Una de las definiciones que suelo esgrimir de respeto es la de tratar al otro con el valor positivo y el amor que toda persona solicita para sí misma. Ese valor positivo que solicita el otro me exhorta a ser solícito con él, solicitud solo aprehensible desde una mirada que ve lo valioso porque mira desde un prisma que atiende al valor. Esa mirada está participada de ojos, pero también de axiología, lo que delata la simbiosis entre estética (en su acepción primigenia de sensibilidad o percepción) y ética. El ser humano se alza en ser humano cuando es percibido y reconocido por otros seres humanos que lo miran con una mirada ética, que es la mirada atenta, la mirada respetuosa, la mirada que ve la dignidad que porta otro yo equivalente al nuestro. Dicho de otra manera, cuando se le mira con consideración, cuando la mirada es reconocimiento y por tanto se sitúa en las antípodas de la cosificación. El respeto como forma de mirar y su consecuente actuar (la actuación es el delta en el que desemboca el mirar) forjan la idea del miramiento. Cuando el lenguaje corriente habla de ser tratado «sin ningún miramiento» indica el dolor quejumbroso de que el otro no nos ha respetado, de que el otro nos ha mirado con una mirada desconsiderada, la mirada que no nos ve como sujetos dignos y por tanto valiosos. Cuando alguien no me importa, mantengo la mirada distraída hacia él, mi falta de atención como disposición sensorial y cognitiva atestigua mi falta de atención como vector axiológico. Desentenderse del otro es no ser ético con el otro. No hay atención y por tanto no se es atento con él. He aquí la relevancia de mirar con atención para admirar y alcanzar así el estatuto de personas atentas.
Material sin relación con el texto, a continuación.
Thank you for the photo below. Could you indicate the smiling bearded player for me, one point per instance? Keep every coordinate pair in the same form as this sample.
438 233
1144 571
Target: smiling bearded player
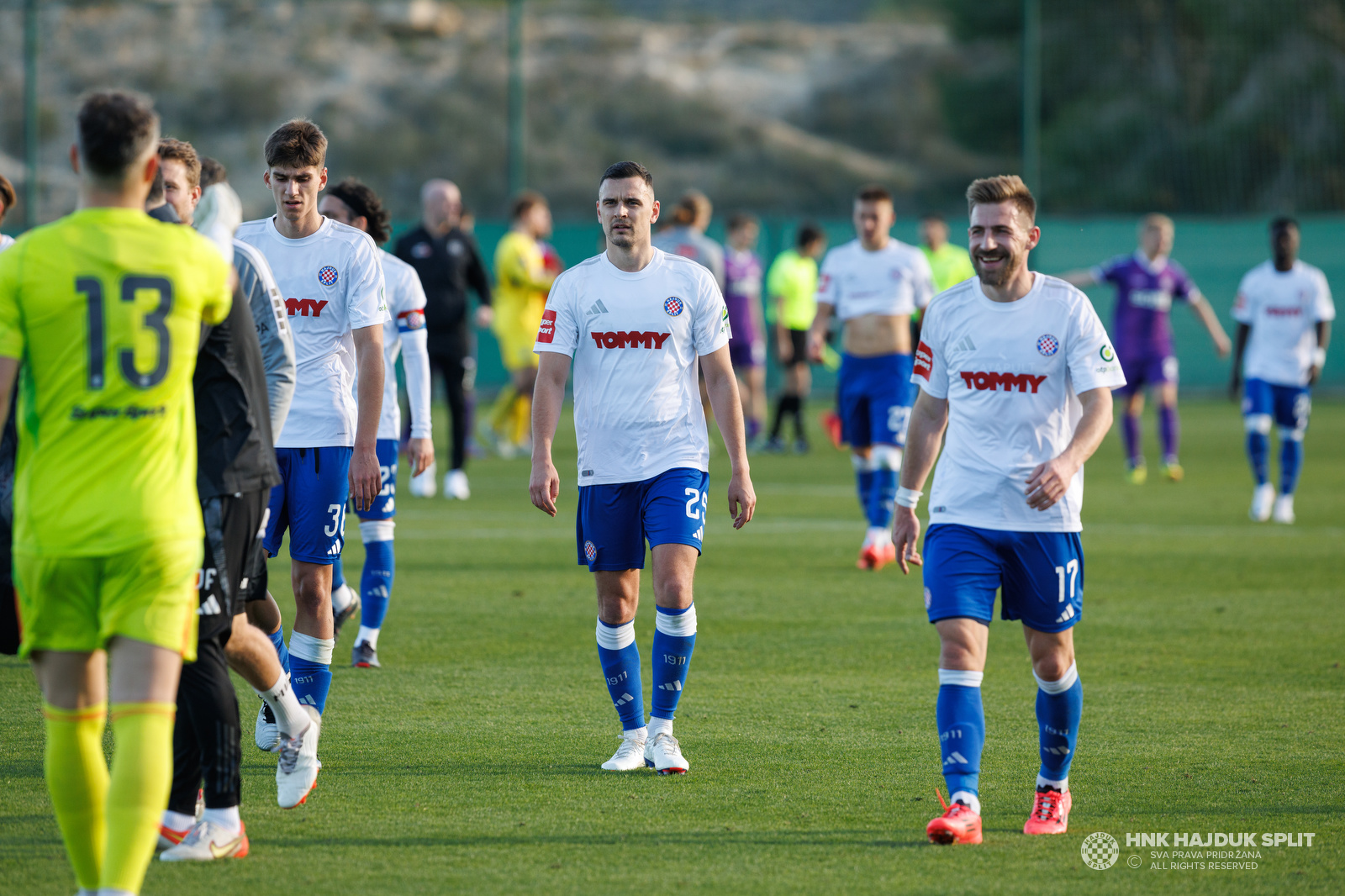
1019 369
636 322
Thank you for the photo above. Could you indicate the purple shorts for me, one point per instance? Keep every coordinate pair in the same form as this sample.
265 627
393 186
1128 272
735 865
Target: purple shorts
1149 369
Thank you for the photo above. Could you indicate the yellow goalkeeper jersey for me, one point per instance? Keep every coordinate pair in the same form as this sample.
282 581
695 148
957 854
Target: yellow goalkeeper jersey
104 308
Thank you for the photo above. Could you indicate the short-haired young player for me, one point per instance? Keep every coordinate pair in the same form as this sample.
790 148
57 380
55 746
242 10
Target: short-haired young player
333 284
1147 282
1284 314
636 323
356 205
1019 370
104 308
873 284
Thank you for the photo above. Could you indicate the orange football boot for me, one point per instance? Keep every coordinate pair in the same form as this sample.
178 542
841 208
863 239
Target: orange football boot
957 825
1049 813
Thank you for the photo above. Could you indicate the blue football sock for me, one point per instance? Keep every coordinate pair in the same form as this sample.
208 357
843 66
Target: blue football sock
620 660
376 584
311 660
962 728
1060 704
1258 451
883 497
277 640
674 640
1290 463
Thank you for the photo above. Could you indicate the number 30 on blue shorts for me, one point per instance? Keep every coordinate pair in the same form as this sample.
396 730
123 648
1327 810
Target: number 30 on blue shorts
615 521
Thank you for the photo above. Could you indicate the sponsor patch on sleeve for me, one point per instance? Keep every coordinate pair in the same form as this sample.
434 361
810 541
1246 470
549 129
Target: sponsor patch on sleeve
548 329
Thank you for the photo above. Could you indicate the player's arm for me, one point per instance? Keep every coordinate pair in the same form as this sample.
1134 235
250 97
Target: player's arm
1049 481
723 389
553 369
925 435
365 479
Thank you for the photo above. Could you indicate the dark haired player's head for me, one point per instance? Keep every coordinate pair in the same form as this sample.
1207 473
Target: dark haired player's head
7 197
356 205
114 145
1002 232
1284 240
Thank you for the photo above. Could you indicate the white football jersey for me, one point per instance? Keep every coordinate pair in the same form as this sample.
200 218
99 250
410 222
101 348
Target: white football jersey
1012 373
333 284
405 323
1282 307
636 340
894 280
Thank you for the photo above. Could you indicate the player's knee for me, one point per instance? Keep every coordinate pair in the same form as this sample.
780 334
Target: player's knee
372 530
1258 424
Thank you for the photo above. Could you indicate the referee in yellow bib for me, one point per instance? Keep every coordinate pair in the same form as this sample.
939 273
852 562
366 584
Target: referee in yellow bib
103 309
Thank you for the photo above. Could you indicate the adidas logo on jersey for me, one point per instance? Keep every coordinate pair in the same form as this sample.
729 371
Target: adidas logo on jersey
994 381
632 340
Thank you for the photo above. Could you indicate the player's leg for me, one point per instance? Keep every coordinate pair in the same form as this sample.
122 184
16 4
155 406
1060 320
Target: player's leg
962 573
1293 408
376 584
1044 586
1258 416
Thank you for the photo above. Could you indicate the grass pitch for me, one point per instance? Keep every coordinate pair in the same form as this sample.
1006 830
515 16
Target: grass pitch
1210 650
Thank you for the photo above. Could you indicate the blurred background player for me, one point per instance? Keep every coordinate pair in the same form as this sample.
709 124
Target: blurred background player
743 298
353 203
107 522
791 287
1147 282
327 447
873 284
524 277
685 235
645 451
1284 314
1017 367
448 262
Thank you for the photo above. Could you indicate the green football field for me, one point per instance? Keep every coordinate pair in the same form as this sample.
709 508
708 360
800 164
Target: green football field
1210 650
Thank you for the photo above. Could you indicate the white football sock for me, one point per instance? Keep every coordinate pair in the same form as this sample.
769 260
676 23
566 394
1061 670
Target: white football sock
226 818
289 714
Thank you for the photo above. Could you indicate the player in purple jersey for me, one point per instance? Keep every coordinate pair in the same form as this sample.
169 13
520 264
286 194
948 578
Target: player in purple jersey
1147 284
743 298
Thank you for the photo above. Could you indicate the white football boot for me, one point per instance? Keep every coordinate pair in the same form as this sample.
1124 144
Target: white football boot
663 755
630 755
206 842
1262 501
424 485
455 485
296 772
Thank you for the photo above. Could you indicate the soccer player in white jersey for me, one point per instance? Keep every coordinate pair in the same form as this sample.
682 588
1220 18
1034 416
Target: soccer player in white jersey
356 205
873 284
1284 314
1019 369
636 320
333 284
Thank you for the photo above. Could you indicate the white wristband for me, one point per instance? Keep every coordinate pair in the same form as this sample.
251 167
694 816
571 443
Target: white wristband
908 497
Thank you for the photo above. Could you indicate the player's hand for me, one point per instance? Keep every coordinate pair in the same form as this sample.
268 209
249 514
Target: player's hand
421 454
544 488
741 499
1049 481
365 478
905 537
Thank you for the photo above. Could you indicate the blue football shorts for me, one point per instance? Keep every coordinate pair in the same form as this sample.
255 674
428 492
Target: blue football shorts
309 502
385 506
1040 575
873 400
615 521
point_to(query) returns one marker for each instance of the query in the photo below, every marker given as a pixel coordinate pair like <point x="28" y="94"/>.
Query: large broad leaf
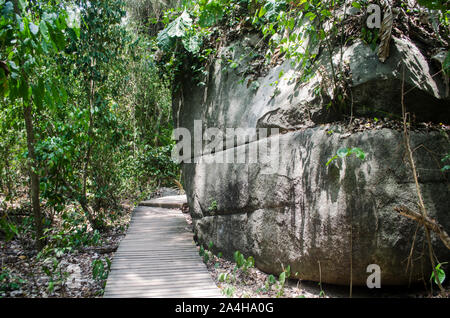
<point x="176" y="29"/>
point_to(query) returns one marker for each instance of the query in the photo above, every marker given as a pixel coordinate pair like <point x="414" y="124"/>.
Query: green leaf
<point x="38" y="93"/>
<point x="342" y="152"/>
<point x="176" y="29"/>
<point x="282" y="278"/>
<point x="192" y="43"/>
<point x="359" y="153"/>
<point x="22" y="5"/>
<point x="331" y="160"/>
<point x="440" y="272"/>
<point x="356" y="5"/>
<point x="446" y="167"/>
<point x="34" y="29"/>
<point x="210" y="14"/>
<point x="446" y="64"/>
<point x="262" y="12"/>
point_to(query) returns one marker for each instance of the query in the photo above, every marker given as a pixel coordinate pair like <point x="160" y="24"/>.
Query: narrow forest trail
<point x="158" y="257"/>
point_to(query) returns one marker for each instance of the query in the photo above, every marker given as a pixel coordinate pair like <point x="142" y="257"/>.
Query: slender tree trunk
<point x="34" y="177"/>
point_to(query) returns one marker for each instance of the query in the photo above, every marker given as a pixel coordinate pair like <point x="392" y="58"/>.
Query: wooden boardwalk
<point x="158" y="258"/>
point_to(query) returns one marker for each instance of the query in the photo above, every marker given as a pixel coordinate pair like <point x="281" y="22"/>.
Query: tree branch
<point x="425" y="221"/>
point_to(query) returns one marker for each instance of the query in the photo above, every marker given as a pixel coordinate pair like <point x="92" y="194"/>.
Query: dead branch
<point x="426" y="221"/>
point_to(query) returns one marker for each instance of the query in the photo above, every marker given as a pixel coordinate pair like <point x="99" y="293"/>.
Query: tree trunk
<point x="34" y="178"/>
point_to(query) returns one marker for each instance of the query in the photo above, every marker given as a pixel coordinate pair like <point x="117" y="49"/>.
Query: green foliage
<point x="211" y="12"/>
<point x="440" y="274"/>
<point x="446" y="158"/>
<point x="213" y="206"/>
<point x="101" y="269"/>
<point x="345" y="152"/>
<point x="242" y="262"/>
<point x="435" y="4"/>
<point x="229" y="291"/>
<point x="9" y="281"/>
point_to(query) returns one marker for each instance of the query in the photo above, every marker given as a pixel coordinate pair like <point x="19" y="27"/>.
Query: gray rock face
<point x="302" y="212"/>
<point x="307" y="213"/>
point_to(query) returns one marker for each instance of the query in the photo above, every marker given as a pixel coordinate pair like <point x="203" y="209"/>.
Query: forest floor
<point x="253" y="283"/>
<point x="74" y="264"/>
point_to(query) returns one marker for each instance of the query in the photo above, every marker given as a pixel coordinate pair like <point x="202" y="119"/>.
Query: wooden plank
<point x="158" y="258"/>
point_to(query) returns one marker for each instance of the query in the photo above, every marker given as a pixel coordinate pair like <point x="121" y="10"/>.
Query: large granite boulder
<point x="293" y="209"/>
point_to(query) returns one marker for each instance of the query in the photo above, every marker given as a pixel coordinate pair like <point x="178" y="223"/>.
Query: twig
<point x="427" y="222"/>
<point x="416" y="180"/>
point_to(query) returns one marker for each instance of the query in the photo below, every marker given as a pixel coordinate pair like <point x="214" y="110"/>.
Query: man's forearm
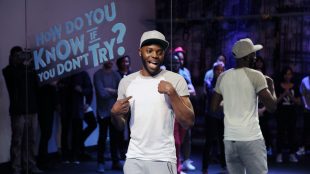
<point x="183" y="111"/>
<point x="118" y="121"/>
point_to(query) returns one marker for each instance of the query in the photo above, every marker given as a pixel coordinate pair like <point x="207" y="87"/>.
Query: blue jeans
<point x="248" y="157"/>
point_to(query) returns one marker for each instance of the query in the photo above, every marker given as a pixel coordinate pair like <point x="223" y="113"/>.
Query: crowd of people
<point x="148" y="114"/>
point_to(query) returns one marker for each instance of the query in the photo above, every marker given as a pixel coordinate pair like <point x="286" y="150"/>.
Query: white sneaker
<point x="187" y="165"/>
<point x="279" y="158"/>
<point x="293" y="158"/>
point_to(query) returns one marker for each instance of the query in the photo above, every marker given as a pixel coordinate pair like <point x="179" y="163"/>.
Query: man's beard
<point x="152" y="73"/>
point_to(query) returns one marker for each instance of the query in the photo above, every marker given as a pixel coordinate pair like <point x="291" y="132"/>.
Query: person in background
<point x="186" y="144"/>
<point x="21" y="83"/>
<point x="264" y="115"/>
<point x="214" y="125"/>
<point x="123" y="68"/>
<point x="106" y="82"/>
<point x="155" y="99"/>
<point x="288" y="100"/>
<point x="305" y="96"/>
<point x="81" y="88"/>
<point x="88" y="117"/>
<point x="209" y="74"/>
<point x="239" y="89"/>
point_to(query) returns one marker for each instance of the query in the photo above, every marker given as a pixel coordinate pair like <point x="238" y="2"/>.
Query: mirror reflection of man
<point x="239" y="88"/>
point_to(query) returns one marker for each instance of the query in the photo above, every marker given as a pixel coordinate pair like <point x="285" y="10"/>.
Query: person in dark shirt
<point x="21" y="83"/>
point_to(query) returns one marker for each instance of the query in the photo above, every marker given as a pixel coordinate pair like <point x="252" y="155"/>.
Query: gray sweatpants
<point x="135" y="166"/>
<point x="248" y="157"/>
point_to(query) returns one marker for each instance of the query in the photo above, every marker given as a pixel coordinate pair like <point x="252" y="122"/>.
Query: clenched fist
<point x="165" y="87"/>
<point x="121" y="106"/>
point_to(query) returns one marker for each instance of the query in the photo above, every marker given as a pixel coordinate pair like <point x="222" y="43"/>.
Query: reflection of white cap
<point x="244" y="47"/>
<point x="154" y="37"/>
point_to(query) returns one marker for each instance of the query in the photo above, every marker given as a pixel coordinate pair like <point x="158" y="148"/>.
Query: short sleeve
<point x="181" y="87"/>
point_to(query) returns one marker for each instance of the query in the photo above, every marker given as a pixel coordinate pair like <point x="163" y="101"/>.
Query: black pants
<point x="286" y="126"/>
<point x="90" y="120"/>
<point x="115" y="140"/>
<point x="264" y="125"/>
<point x="214" y="135"/>
<point x="45" y="119"/>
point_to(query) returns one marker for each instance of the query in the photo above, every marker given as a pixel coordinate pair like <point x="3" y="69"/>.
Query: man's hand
<point x="165" y="87"/>
<point x="121" y="106"/>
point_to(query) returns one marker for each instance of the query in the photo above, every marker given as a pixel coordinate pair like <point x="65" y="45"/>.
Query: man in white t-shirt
<point x="155" y="98"/>
<point x="240" y="88"/>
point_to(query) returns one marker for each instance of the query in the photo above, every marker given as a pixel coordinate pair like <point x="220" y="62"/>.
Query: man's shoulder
<point x="130" y="77"/>
<point x="167" y="73"/>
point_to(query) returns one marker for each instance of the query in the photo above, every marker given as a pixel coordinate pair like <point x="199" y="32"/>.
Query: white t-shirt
<point x="239" y="88"/>
<point x="152" y="117"/>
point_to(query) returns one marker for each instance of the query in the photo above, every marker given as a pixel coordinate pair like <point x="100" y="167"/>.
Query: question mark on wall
<point x="121" y="28"/>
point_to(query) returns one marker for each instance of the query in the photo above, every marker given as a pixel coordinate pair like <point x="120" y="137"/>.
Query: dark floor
<point x="89" y="166"/>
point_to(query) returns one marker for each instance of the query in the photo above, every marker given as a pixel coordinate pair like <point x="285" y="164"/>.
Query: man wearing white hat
<point x="155" y="98"/>
<point x="240" y="88"/>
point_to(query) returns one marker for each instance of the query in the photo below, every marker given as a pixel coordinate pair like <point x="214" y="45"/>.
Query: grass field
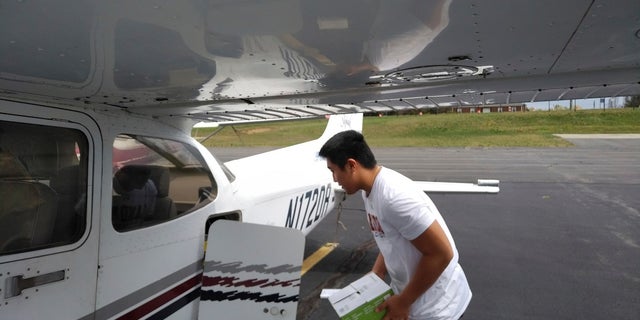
<point x="522" y="129"/>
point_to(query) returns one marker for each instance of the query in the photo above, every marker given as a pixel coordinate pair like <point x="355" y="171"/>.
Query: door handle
<point x="14" y="285"/>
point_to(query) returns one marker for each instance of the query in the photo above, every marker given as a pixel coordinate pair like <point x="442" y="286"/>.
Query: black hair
<point x="348" y="145"/>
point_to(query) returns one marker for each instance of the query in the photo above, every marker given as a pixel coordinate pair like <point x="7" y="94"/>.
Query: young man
<point x="416" y="247"/>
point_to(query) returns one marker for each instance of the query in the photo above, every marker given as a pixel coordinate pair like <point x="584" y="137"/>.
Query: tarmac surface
<point x="561" y="240"/>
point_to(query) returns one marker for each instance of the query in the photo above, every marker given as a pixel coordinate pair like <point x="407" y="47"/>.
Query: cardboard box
<point x="358" y="300"/>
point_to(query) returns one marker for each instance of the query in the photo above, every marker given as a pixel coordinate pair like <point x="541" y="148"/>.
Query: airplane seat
<point x="71" y="191"/>
<point x="165" y="207"/>
<point x="141" y="194"/>
<point x="28" y="208"/>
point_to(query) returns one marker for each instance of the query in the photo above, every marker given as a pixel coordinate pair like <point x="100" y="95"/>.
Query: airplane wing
<point x="227" y="62"/>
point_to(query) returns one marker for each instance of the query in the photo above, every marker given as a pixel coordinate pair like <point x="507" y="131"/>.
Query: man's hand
<point x="397" y="308"/>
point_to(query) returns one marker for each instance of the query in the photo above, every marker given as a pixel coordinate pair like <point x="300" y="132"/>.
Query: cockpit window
<point x="156" y="180"/>
<point x="43" y="186"/>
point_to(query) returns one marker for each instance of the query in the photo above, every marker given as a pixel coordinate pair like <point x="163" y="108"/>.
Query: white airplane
<point x="108" y="204"/>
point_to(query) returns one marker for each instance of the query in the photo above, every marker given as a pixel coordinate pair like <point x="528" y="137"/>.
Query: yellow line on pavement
<point x="317" y="256"/>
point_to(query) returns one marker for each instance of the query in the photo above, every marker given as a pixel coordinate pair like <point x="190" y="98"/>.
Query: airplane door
<point x="48" y="251"/>
<point x="251" y="272"/>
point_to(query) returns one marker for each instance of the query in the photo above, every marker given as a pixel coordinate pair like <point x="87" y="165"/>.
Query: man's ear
<point x="351" y="164"/>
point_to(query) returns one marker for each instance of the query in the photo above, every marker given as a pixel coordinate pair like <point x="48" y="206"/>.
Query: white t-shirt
<point x="398" y="212"/>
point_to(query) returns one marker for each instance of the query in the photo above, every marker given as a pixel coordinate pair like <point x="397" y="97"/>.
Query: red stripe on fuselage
<point x="162" y="299"/>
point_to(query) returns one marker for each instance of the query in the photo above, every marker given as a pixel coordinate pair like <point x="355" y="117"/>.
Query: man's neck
<point x="370" y="179"/>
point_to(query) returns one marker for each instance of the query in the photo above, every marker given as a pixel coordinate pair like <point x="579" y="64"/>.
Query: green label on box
<point x="367" y="311"/>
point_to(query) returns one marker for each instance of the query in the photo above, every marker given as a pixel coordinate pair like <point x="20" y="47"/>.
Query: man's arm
<point x="436" y="255"/>
<point x="379" y="268"/>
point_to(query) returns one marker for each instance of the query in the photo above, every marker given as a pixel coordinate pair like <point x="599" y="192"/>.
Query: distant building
<point x="490" y="108"/>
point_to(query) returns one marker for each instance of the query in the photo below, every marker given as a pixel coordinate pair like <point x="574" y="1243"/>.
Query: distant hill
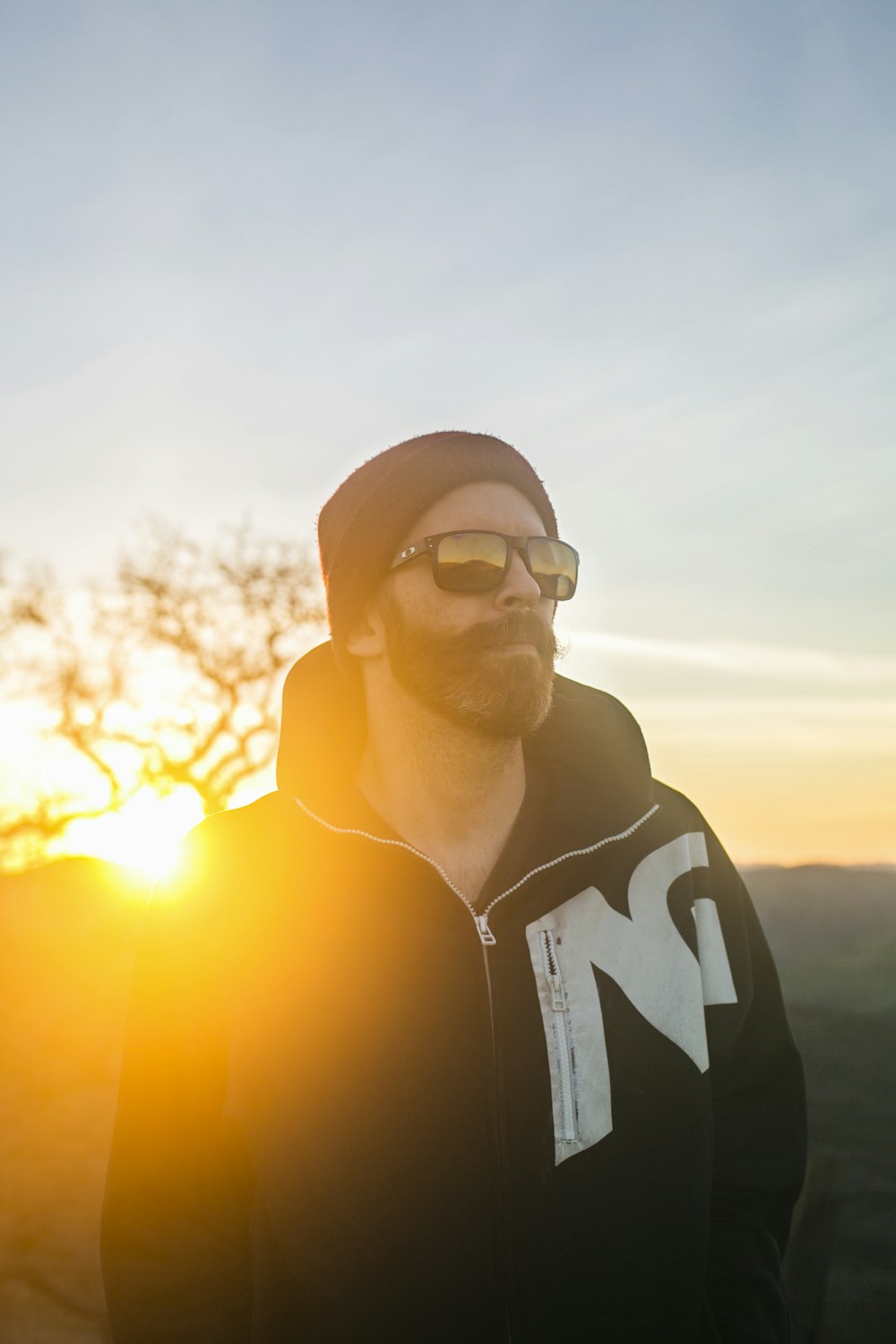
<point x="67" y="935"/>
<point x="833" y="933"/>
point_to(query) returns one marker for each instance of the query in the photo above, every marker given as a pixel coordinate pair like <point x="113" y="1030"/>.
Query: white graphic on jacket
<point x="649" y="960"/>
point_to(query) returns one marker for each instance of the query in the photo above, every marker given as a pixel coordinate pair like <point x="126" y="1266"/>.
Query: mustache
<point x="511" y="628"/>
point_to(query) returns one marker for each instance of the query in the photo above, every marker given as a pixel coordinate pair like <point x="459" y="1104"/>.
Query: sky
<point x="244" y="246"/>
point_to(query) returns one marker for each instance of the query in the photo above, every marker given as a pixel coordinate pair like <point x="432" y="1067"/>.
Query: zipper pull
<point x="487" y="937"/>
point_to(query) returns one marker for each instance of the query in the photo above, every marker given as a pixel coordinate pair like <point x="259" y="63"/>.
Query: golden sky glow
<point x="144" y="835"/>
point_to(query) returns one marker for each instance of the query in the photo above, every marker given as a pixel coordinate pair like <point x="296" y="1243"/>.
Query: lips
<point x="514" y="632"/>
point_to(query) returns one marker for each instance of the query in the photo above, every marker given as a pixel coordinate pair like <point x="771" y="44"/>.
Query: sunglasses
<point x="476" y="562"/>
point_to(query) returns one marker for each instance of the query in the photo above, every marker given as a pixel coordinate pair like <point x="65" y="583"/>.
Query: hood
<point x="590" y="745"/>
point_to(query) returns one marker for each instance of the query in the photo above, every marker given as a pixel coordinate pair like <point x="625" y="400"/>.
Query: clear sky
<point x="246" y="245"/>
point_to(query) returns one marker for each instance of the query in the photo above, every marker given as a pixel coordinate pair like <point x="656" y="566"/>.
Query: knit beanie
<point x="363" y="524"/>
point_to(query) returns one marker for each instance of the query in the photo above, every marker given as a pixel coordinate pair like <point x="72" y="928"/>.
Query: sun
<point x="144" y="835"/>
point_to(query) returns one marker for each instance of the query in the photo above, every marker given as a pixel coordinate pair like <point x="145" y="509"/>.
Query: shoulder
<point x="233" y="857"/>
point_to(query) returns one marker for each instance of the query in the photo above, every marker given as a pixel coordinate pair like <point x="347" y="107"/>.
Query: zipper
<point x="562" y="1038"/>
<point x="479" y="918"/>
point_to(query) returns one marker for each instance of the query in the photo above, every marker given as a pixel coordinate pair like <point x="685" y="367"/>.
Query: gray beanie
<point x="363" y="523"/>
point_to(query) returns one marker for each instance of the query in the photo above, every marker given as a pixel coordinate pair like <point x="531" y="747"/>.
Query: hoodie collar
<point x="590" y="750"/>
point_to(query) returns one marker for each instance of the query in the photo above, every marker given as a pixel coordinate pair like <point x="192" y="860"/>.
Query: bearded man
<point x="469" y="1031"/>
En el libro Fuera de clase de la filósofa y activista cultural Marina Garcés, que recoge sus colaboraciones dominicales en forma de artículo en el diario Ara, se relata una anécdota preciosa. Al regresar a Barcelona tras asistir a una obra de teatro en Girona, Garcés enciende la radio del coche para sentirse acompañada. Rastrea por el dial eludiendo ser endilgada con programas deportivos y tertulias de política folk. De repente escucha una voz anciana hablando de su inminente muerte. Esa voz afirma que lo que más le entristece es no haber sido maestro de escuela, no haber ensañado a niñas y niños de entre ocho y once años, que es la edad en la que se aprende a mirar el mundo. «Me hubiera gustado haber podido enseñar a los niños a mirar una margarita o los gajos de una naranja», comenta esa voz que resulta ser la del filósofo y profesor Emilio Lledó. Mirar, pero sobre todo mirar bien, se traduce como suspender momentáneamente la acción para abrir sobre ella la reflexión. Mirar es por tanto inteligir sobre lo que se ve cuando se mira, que los ojos no se detengan en la piel de las cosas, sino que se infiltren en su tuétano para sentirlas, comprenderlas, estratificarlas según su relevancia para la agenda humana y expresar su semiótica en actos. Frente a una mirada laboralizada que piramiza según lo productiva que sea la acción, una mirada politizada y cívica que discierna desde la reflexividad nuestra condición de sujetos dignos y autónomos que han mancomunado los horizontes de vida para poder plenificarlos. Eso es el respeto. Mirar con otros ojos para ver en los otros lo que los ojos no pueden ver. Cuando esos otros ojos ven, todo lo demás es añadidura.